Docstoc

How Bits and Bytes Work

Document Sample
How Bits and Bytes Work Powered By Docstoc
					How Bits and Bytes Work
by Marshall Brain
If you have used a computer for more than five
minutes, then you have heard the words bits and
bytes. Both RAM and hard disk capacities are
measured in bytes, as are file sizes when you
examine them in a file viewer.

You might hear an advertisement that says, "This
computer has a 32-bit Pentium processor with 64
megabytes of RAM and 2.1 gigabytes of hard
disk space." And many HowStuffWorks articles
talk about bytes (for example, How CDs Work). In
this article, we will discuss bits and bytes so that
you have a complete understanding.


Decimal Numbers
The easiest way to understand bits is to compare them to something you know: digits. A digit is a
single place that can hold numerical values between 0 and 9. Digits are normally combined
together in groups to create larger numbers. For example, 6,357 has four digits. It is understood
that in the number 6,357, the 7 is filling the "1s place," while the 5 is filling the 10s place, the 3 is
filling the 100s place and the 6 is filling the 1,000s place. So you could express things this way if
you wanted to be explicit:

                    (6 * 1000) + (3 * 100) + (5 * 10) + (7 * 1) = 6000 + 300 + 50 + 7 = 6357

Another way to express it would be to use powers of 10. Assuming that we are going to
represent the concept of "raised to the power of" with the "^" symbol (so "10 squared" is written
as "10^2"), another way to express it is like this:

             (6 * 10^3) + (3 * 10^2) + (5 * 10^1) + (7 * 10^0) = 6000 + 300 + 50 + 7 = 6357

What you can see from this expression is that each digit is a placeholder for the next higher
power of 10, starting in the first digit with 10 raised to the power of zero.

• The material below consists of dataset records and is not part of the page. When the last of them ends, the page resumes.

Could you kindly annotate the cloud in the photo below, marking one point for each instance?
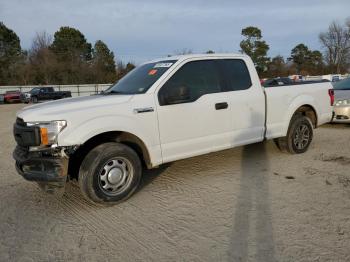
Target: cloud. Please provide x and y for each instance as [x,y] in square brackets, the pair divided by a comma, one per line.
[141,30]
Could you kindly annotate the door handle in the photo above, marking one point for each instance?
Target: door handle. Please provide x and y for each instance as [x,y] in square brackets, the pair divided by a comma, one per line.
[219,106]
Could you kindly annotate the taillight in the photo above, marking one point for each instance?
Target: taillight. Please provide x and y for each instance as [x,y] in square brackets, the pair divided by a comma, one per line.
[331,95]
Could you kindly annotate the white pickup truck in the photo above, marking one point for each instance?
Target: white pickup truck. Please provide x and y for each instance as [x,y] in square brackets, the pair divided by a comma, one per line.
[162,111]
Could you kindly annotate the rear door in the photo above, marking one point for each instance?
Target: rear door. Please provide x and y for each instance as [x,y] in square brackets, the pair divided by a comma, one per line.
[247,102]
[193,111]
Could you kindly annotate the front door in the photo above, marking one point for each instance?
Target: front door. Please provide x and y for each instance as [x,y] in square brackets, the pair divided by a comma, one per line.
[193,111]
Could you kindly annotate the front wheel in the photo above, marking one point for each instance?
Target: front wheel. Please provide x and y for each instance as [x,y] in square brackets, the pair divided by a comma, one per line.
[110,173]
[299,136]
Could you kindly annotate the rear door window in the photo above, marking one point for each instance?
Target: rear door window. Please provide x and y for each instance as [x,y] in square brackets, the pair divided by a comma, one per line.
[190,82]
[236,74]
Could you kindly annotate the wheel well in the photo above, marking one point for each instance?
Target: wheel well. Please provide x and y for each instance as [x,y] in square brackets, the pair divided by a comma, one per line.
[128,139]
[308,111]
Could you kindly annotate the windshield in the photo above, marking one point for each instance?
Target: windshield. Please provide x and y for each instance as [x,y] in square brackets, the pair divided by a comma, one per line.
[342,85]
[140,79]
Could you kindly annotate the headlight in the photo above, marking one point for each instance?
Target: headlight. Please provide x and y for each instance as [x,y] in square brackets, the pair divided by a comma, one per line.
[49,130]
[342,102]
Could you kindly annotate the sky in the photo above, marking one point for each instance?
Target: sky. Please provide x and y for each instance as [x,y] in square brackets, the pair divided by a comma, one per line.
[141,30]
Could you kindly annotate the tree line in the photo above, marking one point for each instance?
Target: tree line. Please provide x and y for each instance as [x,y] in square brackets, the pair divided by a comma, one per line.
[68,58]
[335,58]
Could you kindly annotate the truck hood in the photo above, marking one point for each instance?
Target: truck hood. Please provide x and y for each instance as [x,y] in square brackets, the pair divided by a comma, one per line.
[61,109]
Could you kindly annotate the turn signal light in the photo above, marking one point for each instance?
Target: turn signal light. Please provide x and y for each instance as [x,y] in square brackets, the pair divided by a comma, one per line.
[331,96]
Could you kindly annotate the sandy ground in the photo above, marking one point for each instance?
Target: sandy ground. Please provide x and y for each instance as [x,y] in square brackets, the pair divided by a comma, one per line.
[250,203]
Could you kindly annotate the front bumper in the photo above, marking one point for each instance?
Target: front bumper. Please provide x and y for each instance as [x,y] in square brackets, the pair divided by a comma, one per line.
[41,166]
[342,114]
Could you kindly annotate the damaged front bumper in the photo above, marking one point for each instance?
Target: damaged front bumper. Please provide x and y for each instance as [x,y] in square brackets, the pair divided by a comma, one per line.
[48,168]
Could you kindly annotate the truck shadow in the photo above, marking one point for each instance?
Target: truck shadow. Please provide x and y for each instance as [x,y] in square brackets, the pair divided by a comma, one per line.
[252,228]
[149,175]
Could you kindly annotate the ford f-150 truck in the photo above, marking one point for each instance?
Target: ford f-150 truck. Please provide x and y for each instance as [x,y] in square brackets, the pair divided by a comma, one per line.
[162,111]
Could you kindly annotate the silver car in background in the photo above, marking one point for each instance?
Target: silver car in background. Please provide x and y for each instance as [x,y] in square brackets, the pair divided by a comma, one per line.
[342,101]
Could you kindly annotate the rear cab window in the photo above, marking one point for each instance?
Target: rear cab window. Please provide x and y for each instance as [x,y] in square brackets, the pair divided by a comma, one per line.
[140,79]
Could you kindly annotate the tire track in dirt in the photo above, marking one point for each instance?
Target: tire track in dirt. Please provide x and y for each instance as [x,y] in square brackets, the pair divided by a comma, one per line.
[111,226]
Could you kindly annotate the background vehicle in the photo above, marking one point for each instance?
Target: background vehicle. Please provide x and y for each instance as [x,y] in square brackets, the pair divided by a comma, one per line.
[12,96]
[43,93]
[163,111]
[342,101]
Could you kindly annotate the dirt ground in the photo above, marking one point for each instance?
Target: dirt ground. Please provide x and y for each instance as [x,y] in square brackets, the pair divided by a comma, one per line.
[251,203]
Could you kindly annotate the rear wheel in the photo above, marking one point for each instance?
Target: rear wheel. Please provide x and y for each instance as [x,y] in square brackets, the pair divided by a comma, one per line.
[299,136]
[110,173]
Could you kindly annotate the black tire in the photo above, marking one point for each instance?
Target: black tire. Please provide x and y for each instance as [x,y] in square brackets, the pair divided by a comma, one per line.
[299,136]
[97,185]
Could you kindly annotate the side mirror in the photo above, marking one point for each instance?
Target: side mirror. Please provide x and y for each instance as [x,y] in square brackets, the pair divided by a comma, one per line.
[175,95]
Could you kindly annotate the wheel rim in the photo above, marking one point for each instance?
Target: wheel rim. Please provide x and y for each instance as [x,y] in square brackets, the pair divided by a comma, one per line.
[301,136]
[115,176]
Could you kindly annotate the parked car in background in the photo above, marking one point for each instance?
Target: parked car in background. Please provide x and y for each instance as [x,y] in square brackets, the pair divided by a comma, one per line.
[12,96]
[43,93]
[342,101]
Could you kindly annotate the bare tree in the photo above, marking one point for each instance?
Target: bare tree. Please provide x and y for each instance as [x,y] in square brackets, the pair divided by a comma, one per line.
[41,41]
[43,61]
[336,42]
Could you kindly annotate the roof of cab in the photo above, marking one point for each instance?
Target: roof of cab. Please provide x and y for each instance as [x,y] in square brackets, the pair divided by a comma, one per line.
[191,56]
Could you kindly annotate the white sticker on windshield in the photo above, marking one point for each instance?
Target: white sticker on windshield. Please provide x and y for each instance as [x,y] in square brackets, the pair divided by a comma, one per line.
[162,65]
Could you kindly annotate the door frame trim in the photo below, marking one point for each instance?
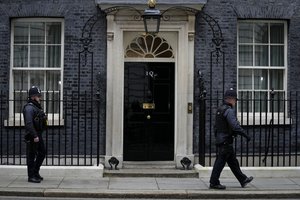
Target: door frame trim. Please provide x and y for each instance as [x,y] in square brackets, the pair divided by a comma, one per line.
[184,85]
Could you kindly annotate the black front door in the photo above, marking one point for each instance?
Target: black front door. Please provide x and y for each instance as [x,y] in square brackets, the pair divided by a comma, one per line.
[149,111]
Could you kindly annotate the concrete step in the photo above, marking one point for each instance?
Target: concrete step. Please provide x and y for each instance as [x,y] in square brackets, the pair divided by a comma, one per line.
[139,172]
[150,169]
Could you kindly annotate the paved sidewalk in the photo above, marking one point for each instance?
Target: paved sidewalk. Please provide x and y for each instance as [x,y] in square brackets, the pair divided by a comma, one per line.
[150,187]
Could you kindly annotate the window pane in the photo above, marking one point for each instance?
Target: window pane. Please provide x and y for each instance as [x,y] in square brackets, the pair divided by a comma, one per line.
[277,33]
[261,32]
[53,33]
[245,101]
[20,99]
[53,56]
[245,79]
[53,100]
[21,33]
[53,81]
[277,55]
[245,55]
[278,102]
[245,32]
[260,103]
[276,79]
[36,56]
[20,56]
[37,33]
[261,55]
[261,79]
[37,78]
[20,80]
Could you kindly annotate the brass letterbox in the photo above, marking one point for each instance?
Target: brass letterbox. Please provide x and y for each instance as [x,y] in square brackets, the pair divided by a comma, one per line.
[148,106]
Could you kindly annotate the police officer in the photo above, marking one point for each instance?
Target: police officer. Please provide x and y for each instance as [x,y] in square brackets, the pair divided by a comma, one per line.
[226,128]
[35,123]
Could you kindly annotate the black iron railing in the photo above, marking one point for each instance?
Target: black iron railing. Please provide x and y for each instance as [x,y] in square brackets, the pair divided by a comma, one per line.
[272,122]
[73,134]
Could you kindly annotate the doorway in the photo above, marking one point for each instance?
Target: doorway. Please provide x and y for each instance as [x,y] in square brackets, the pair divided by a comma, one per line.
[149,111]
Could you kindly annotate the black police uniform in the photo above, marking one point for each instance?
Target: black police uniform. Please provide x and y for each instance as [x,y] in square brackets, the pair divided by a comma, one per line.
[226,128]
[35,123]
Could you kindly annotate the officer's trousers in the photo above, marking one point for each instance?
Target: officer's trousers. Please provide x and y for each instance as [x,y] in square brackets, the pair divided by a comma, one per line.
[35,156]
[226,154]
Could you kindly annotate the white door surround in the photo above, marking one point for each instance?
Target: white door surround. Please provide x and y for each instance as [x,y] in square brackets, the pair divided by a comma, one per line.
[179,33]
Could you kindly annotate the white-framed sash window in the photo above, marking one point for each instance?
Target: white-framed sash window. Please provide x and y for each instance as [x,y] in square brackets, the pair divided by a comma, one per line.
[37,46]
[262,68]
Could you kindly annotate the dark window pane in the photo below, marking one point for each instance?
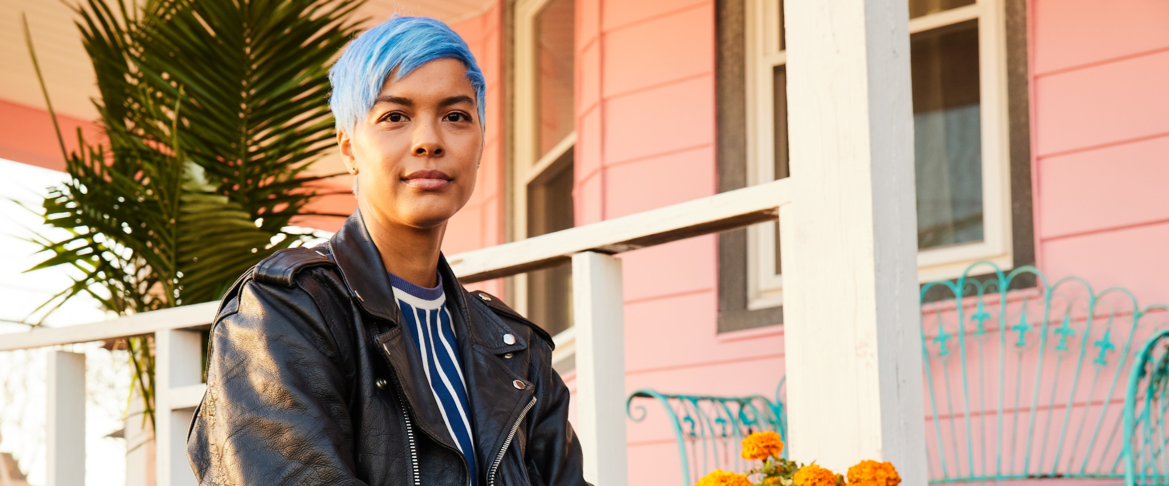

That should all feel pretty comfortable -- we work with decimal digits every day. The neat thing
about number systems is that there is nothing that forces you to have 10 different values in a
digit. Our base-10 number system likely grew up because we have 10 fingers, but if we
happened to evolve to have eight fingers instead, we would probably have a base-8 number
system. You can have base-anything number systems. In fact, there are lots of good reasons to
use different bases in different situations.


Bits
Computers happen to operate using the base-2 number system, also known as the binary
number system (just like the base-10 number system is known as the decimal number system).
The reason computers use the base-2 system is because it makes it a lot easier to implement
them with current electronic technology. You could wire up and build computers that operate in
base-10, but they would be fiendishly expensive right now. On the other hand, base-2 computers
are relatively cheap.

So computers use binary numbers, and therefore use binary digits in place of decimal digits.
The word bit is a shortening of the words "Binary digIT." Whereas decimal digits have 10 possible
values ranging from 0 to 9, bits have only two possible values: 0 and 1. Therefore, a binary
number is composed of only 0s and 1s, like this: 1011. How do you figure out what the value of
the binary number 1011 is? You do it in the same way we did it above for 6357, but you use a
base of 2 instead of a base of 10. So:

                    (1 * 2^3) + (0 * 2^2) + (1 * 2^1) + (1 * 2^0) = 8 + 0 + 2 + 1 = 11

You can see that in binary numbers, each bit holds the value of increasing powers of 2. That
makes counting in binary pretty easy. Starting at zero and going through 20, counting in decimal
and binary looks like this:

                                              0   =       0
                                              1   =       1
                                              2   =      10
                                              3   =      11
                                              4   =     100
                                              5   =     101
                                              6   =     110
                                              7   =     111
                                              8   =    1000
                                              9   =    1001
                                             10   =    1010
                                             11   =    1011
                                             12   =    1100
                                             13   =    1101
                                             14   =    1110
                                             15   =    1111
                                             16   =   10000
                                             17   =   10001
                                             18   =   10010
                                             19   =   10011
                                             20   =   10100

When you look at this sequence, 0 and 1 are the same for decimal and binary number systems.
At the number 2, you see carrying first take place in the binary system. If a bit is 1, and you add 1
to it, the bit becomes 0 and the next bit becomes 1. In the transition from 15 to 16 this effect roles
over through 4 bits, turning 1111 into 10000.


Bytes
Bits are rarely seen alone in computers. They are almost always bundled together into 8-bit
collections, and these collections are called bytes. Why are there 8 bits in a byte? A similar
question is, "Why are there 12 eggs in a dozen?" The 8-bit byte is something that people settled
on through trial and error over the past 50 years.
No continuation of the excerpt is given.